The Lord has heard my plea;
the Lord will answer my prayer.
May all my enemies be disgraced and terrified.
May they suddenly turn back in shame.
*I tend to be selfish when I'm going through a hard time. I feel like I'm the only one who has ever been sad and my problem is literally the worst problem that exists. Well, not true. These past few days, I have wrongfully been angry at God. I told Him so, too. I know He loves honesty, but let me tell you, he quietly humbled me, and reminded me that I do not need to be angry at Him. I need to open my eyes and be ready to face what He has for me. I was angry at Him and told him, and instead of coming at me with "the force" (Which He has every right to do.) He essentially hugged me and said "Get off your butt you fool. Take a hold of yourself. I love you more than anything." And I know that my God (more affectionately referred to as Yahweh) loves me more than I can even imagine. What an amazing thing to think about and dwell on, rather than dwelling on worry, doubt, fear, anger and disappointment. The Being who created literally everything you see, loves me. It can almost bring tears to my eyes. Granted, lately for some reason everything can. But you get the picture I hope. I am ALWAYS reminded of my favorite verse. Well I shouldn't say verse. More like my favorite chunk of scripture. It's Matthew 6:25-34.

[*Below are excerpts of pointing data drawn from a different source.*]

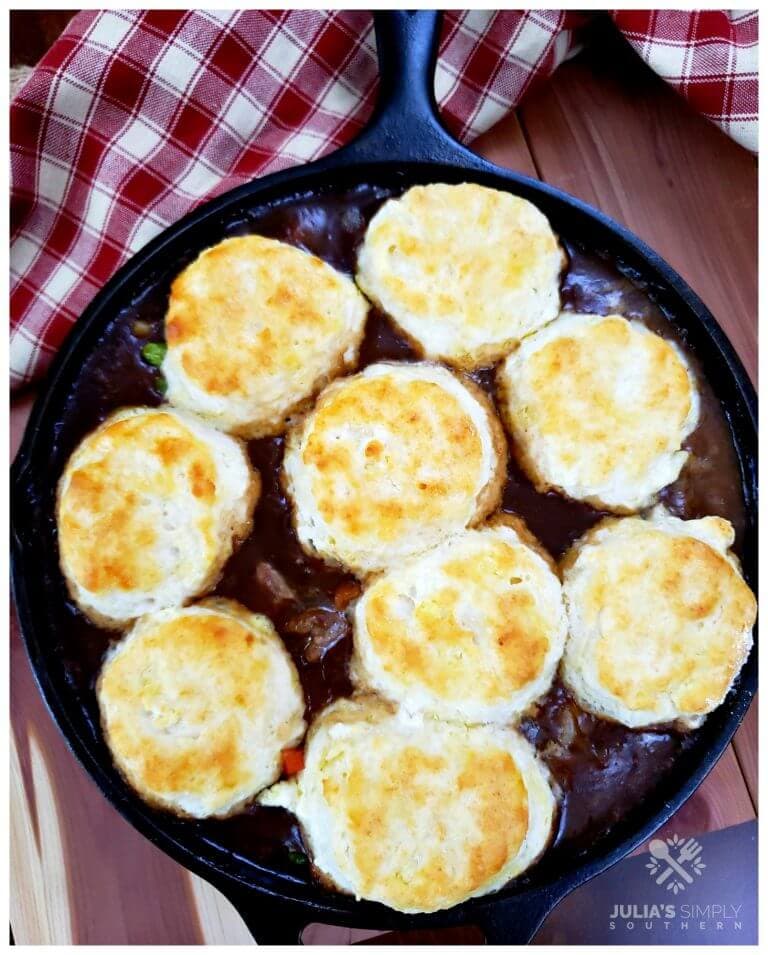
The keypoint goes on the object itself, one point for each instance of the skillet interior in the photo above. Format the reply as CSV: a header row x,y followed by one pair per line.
x,y
35,564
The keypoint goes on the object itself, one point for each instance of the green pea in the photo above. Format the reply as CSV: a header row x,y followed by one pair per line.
x,y
153,353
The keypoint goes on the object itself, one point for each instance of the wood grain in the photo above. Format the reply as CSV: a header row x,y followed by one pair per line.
x,y
609,131
604,129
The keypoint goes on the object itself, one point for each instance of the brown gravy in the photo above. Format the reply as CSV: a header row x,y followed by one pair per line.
x,y
603,769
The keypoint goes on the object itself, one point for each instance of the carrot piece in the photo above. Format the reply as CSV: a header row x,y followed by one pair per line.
x,y
293,761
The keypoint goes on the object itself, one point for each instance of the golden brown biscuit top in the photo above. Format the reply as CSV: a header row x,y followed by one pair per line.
x,y
391,799
106,532
181,676
672,614
391,454
473,621
249,310
464,270
600,407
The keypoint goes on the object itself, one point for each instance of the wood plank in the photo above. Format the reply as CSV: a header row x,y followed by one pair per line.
x,y
505,145
609,131
87,877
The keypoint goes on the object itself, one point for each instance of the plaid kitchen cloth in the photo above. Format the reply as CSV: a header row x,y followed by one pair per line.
x,y
135,117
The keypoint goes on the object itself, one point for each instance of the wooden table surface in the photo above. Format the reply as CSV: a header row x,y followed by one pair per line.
x,y
604,129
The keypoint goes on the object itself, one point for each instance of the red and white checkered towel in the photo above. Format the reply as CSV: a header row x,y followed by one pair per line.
x,y
135,117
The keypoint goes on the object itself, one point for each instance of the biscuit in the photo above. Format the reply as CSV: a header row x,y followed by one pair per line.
x,y
417,814
390,462
149,508
660,619
599,408
197,705
254,328
465,271
472,630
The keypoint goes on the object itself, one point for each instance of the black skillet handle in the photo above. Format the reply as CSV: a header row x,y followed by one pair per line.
x,y
514,921
271,921
405,124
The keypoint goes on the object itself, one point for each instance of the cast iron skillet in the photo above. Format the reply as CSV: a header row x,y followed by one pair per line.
x,y
404,144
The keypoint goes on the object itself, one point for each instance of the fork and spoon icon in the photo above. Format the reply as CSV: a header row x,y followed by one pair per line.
x,y
689,851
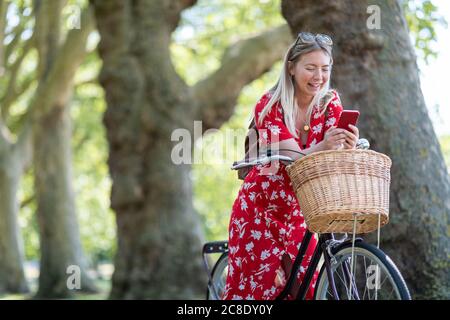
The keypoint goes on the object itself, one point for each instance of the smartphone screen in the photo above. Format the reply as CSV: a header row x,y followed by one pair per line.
x,y
348,117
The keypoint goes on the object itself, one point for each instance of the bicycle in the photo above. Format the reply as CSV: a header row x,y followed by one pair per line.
x,y
350,268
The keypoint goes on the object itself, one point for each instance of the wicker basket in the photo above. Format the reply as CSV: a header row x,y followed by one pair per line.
x,y
334,186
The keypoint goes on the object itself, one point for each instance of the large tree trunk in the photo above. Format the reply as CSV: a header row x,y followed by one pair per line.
x,y
13,158
376,72
159,236
58,228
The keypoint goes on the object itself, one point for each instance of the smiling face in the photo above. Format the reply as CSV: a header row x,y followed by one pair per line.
x,y
311,72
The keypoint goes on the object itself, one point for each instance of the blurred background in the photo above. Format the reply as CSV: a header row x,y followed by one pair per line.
x,y
83,98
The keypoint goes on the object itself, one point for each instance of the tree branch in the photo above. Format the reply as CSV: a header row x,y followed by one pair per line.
x,y
243,62
3,10
11,93
54,91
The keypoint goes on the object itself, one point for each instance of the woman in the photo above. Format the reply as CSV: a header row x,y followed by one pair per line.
x,y
299,113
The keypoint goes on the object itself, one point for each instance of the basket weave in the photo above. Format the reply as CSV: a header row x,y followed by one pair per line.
x,y
333,186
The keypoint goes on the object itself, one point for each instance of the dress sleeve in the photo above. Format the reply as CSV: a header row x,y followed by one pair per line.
x,y
272,128
334,111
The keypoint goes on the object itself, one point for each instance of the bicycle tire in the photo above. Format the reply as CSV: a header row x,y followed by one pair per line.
x,y
363,249
217,273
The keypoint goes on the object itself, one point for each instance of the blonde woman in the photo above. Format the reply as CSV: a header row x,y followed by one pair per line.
x,y
299,113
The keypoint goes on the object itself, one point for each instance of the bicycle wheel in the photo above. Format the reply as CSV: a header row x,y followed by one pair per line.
x,y
368,261
218,277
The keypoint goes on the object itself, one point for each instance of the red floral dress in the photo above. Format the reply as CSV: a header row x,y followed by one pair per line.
x,y
266,220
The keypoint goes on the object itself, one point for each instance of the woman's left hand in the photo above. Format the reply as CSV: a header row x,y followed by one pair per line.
x,y
351,138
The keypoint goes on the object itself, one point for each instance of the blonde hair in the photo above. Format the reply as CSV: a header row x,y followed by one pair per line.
x,y
284,90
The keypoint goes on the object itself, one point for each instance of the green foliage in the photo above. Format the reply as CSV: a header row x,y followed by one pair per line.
x,y
445,147
205,31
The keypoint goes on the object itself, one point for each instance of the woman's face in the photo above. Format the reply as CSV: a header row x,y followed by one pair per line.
x,y
311,72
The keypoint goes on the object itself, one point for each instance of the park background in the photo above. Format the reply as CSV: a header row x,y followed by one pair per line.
x,y
59,141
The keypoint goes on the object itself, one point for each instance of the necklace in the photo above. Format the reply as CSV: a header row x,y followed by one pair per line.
x,y
306,121
305,124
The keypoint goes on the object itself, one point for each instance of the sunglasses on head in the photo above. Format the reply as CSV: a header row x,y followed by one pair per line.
x,y
309,38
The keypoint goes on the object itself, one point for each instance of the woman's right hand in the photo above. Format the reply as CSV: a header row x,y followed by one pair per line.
x,y
333,139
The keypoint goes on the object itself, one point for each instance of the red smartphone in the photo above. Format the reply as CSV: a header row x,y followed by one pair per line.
x,y
348,117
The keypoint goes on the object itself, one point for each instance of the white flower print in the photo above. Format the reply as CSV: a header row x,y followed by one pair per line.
x,y
265,254
274,129
275,177
263,267
274,195
233,249
256,234
331,121
253,284
230,270
243,204
335,102
317,128
264,135
268,234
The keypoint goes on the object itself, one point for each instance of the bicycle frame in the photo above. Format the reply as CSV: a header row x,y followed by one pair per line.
x,y
326,244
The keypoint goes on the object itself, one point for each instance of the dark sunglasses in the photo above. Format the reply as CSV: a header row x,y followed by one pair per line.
x,y
309,38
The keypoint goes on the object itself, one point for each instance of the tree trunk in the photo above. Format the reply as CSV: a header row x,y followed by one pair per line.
x,y
58,228
159,236
376,72
12,276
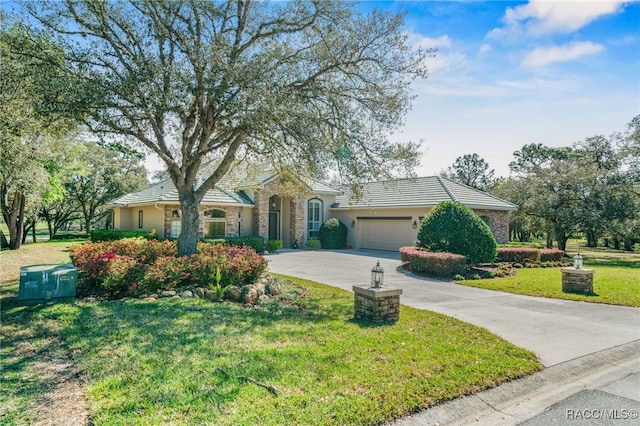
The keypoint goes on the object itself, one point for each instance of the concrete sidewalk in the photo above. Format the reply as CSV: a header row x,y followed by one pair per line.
x,y
590,348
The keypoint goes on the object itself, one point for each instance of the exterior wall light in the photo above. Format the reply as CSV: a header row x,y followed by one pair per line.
x,y
377,276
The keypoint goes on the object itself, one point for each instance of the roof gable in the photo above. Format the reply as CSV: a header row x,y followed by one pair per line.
x,y
420,192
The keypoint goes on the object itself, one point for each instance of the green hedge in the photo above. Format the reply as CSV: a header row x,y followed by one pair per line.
x,y
256,242
333,234
71,236
454,228
438,264
518,255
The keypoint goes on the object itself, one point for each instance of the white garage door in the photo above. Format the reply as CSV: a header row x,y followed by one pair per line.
x,y
385,234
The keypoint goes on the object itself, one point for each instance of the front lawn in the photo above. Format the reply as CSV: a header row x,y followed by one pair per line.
x,y
187,361
616,278
615,285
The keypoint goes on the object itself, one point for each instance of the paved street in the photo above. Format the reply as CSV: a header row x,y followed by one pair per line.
x,y
591,350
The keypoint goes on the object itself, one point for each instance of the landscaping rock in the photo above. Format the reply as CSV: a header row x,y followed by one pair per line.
x,y
210,295
249,294
232,293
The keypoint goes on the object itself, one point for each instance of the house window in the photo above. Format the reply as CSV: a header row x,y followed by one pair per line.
x,y
215,223
176,228
314,215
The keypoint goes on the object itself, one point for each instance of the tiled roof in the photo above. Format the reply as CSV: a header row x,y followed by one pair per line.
x,y
420,192
229,191
165,192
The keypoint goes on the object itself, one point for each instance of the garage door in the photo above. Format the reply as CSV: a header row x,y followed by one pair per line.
x,y
385,234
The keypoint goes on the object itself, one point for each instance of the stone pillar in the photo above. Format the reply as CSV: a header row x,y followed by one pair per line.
x,y
377,304
577,280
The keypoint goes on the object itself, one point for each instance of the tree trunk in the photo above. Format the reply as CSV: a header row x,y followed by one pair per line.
x,y
15,220
188,240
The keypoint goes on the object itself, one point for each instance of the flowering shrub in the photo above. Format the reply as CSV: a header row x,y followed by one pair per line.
x,y
439,264
137,266
551,255
522,255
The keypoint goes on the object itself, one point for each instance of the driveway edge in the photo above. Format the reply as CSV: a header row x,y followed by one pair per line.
x,y
522,399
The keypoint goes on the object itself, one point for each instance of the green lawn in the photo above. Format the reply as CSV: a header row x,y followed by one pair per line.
x,y
616,278
160,362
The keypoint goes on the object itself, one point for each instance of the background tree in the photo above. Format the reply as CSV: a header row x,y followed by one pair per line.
x,y
32,125
307,86
471,170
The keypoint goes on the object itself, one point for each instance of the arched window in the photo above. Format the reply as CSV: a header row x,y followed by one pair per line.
x,y
215,223
486,220
314,217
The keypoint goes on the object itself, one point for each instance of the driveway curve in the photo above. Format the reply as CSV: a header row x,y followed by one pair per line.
x,y
556,330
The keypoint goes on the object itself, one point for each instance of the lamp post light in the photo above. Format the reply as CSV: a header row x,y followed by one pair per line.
x,y
377,276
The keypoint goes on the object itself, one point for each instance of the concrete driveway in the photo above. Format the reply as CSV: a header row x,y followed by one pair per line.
x,y
592,351
556,330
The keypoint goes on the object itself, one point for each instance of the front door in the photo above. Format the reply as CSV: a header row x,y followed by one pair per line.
x,y
274,225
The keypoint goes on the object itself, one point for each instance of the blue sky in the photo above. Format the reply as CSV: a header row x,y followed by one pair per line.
x,y
508,74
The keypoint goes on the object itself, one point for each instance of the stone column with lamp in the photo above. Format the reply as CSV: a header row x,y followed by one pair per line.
x,y
577,279
377,303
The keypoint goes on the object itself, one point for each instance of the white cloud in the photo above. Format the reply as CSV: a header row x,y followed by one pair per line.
x,y
424,42
485,48
542,56
539,17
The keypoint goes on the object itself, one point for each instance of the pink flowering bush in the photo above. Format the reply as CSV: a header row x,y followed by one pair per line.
x,y
551,255
440,264
136,266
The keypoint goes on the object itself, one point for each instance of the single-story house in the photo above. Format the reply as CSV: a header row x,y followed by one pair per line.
x,y
385,216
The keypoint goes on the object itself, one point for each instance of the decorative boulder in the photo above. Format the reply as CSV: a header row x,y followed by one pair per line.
x,y
249,294
232,293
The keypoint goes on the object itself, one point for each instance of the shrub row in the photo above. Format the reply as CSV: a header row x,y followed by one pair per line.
x,y
71,236
256,242
138,266
528,255
440,264
97,235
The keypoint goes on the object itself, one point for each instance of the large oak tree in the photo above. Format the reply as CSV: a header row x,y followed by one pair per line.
x,y
308,86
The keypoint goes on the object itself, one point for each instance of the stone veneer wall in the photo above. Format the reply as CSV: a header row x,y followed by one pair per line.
x,y
499,223
261,212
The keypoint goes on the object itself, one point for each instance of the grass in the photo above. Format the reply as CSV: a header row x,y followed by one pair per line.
x,y
616,278
160,362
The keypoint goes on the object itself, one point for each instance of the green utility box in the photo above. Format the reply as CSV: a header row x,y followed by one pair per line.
x,y
41,283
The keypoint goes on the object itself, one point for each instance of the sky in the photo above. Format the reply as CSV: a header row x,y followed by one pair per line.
x,y
507,74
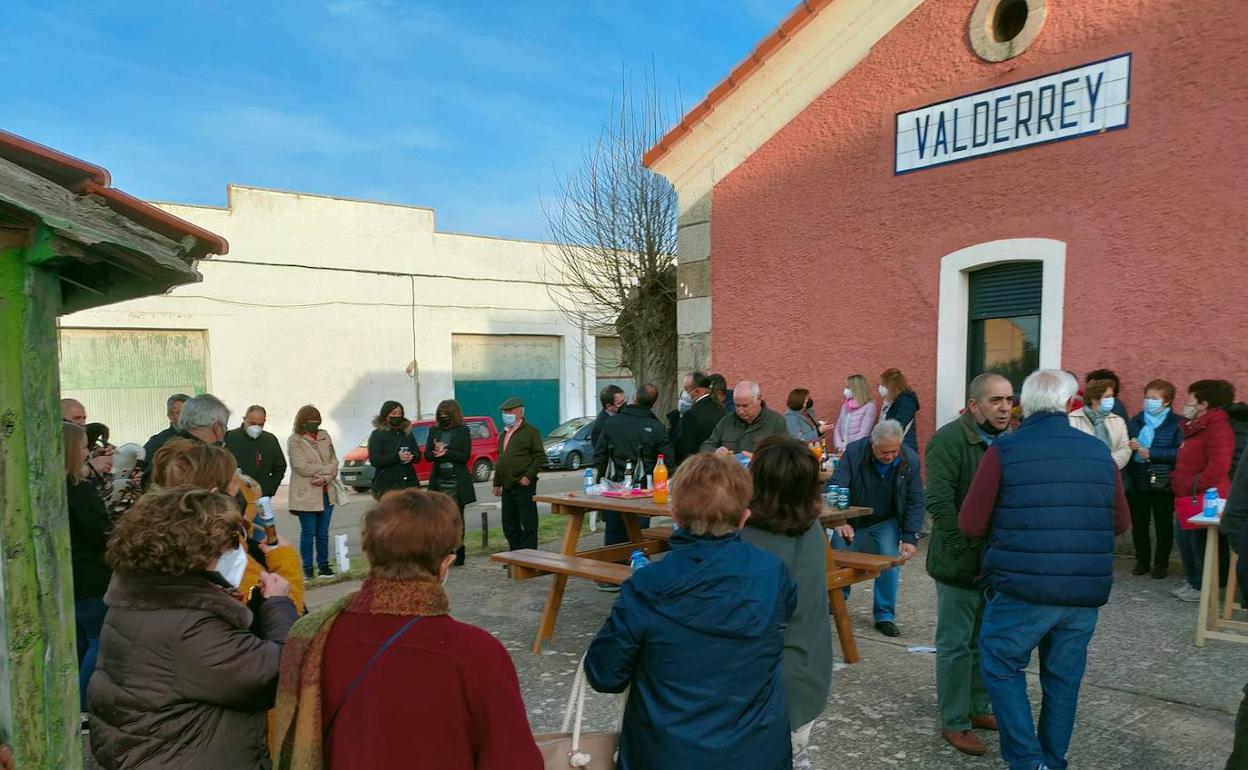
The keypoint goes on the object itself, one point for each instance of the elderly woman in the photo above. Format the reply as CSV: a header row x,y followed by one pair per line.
x,y
1156,436
900,403
699,637
799,418
392,451
784,522
449,448
181,680
89,534
858,413
1203,462
385,674
1097,418
186,462
313,493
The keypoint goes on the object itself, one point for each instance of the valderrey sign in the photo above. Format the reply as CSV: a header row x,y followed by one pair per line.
x,y
1073,102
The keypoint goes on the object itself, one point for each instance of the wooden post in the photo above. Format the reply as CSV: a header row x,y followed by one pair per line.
x,y
39,709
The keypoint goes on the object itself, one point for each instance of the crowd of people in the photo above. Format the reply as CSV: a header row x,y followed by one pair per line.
x,y
196,644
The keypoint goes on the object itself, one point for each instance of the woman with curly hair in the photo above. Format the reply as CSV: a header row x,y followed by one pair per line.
x,y
181,682
214,468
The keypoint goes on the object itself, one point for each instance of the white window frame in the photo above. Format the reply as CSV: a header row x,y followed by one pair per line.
x,y
952,320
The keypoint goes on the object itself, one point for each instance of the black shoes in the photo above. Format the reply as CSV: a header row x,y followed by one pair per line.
x,y
887,628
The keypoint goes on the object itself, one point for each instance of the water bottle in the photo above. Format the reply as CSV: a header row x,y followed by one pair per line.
x,y
1211,503
638,560
265,519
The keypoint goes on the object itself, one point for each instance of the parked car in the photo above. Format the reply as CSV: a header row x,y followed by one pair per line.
x,y
358,474
568,446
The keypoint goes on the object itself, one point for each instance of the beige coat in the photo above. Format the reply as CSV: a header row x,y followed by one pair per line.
x,y
308,461
1120,448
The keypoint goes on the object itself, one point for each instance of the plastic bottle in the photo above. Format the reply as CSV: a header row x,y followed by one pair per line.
x,y
660,482
1211,503
638,560
265,518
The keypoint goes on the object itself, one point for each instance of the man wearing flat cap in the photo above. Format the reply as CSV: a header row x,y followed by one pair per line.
x,y
516,476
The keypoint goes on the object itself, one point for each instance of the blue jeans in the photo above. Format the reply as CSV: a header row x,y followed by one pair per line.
x,y
1011,630
881,539
89,619
315,531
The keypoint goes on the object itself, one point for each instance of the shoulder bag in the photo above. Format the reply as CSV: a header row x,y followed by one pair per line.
x,y
563,749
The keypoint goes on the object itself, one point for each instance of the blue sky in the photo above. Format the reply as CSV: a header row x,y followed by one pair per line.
x,y
471,107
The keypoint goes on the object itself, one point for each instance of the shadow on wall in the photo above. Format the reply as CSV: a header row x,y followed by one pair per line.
x,y
356,408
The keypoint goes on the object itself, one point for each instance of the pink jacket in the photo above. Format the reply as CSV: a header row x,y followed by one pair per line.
x,y
854,424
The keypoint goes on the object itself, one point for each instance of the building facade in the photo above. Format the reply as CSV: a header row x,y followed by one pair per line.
x,y
949,186
340,303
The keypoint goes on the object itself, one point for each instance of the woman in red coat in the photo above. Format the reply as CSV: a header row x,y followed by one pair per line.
x,y
1203,462
385,678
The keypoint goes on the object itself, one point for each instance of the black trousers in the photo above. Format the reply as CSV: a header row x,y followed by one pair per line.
x,y
521,517
1153,507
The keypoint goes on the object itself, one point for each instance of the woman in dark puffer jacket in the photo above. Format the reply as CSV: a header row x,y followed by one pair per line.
x,y
181,680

Oh I have learned so many lessons.
God is a quiet teacher. For some weird reason, I'm forced to think of this example.. Just bear with me. I went to see "A Christmas Carol" in Manchester on time, and I thought of this one scene. Scrooge is just saying "WHY! Please tell me how to change! How can I prevent all of this from happening!" And the ghost of Christmas future(who is actually a giant statue in this play) just stands there, like any good statue would. But Scrooge is just yelling to him and asking him these things, but the ghost is silent. Scrooge knew. He just had to do it. The silence was painful.
So as I'm sitting there, literally yelling to God, I knew that He was just there, silent, telling me to just do something. He was not giving me a postcard or typed out letter on what to do. He said "I'm with you. Do something." So, needless to say I have learned a LOT.
....One more thing. I have a huge problem (maybe it's the poet in me, or maybe it's just a human issue in general.) I tend to take a verse and mold it to me. I try to apply every verse to my every situation, which is not what I should do. I need to take the word of God, look at the examples, and learn from them. Not look at a verse and say "Okay. What does this mean... How is it relevant. Why am I reading this.
I need to read things and take them for what they are. The Bible is God's word. And although you should look to it for advice, it is not an instruction manual and looking into the Bible with an agenda can be dangerous and insulting, I think.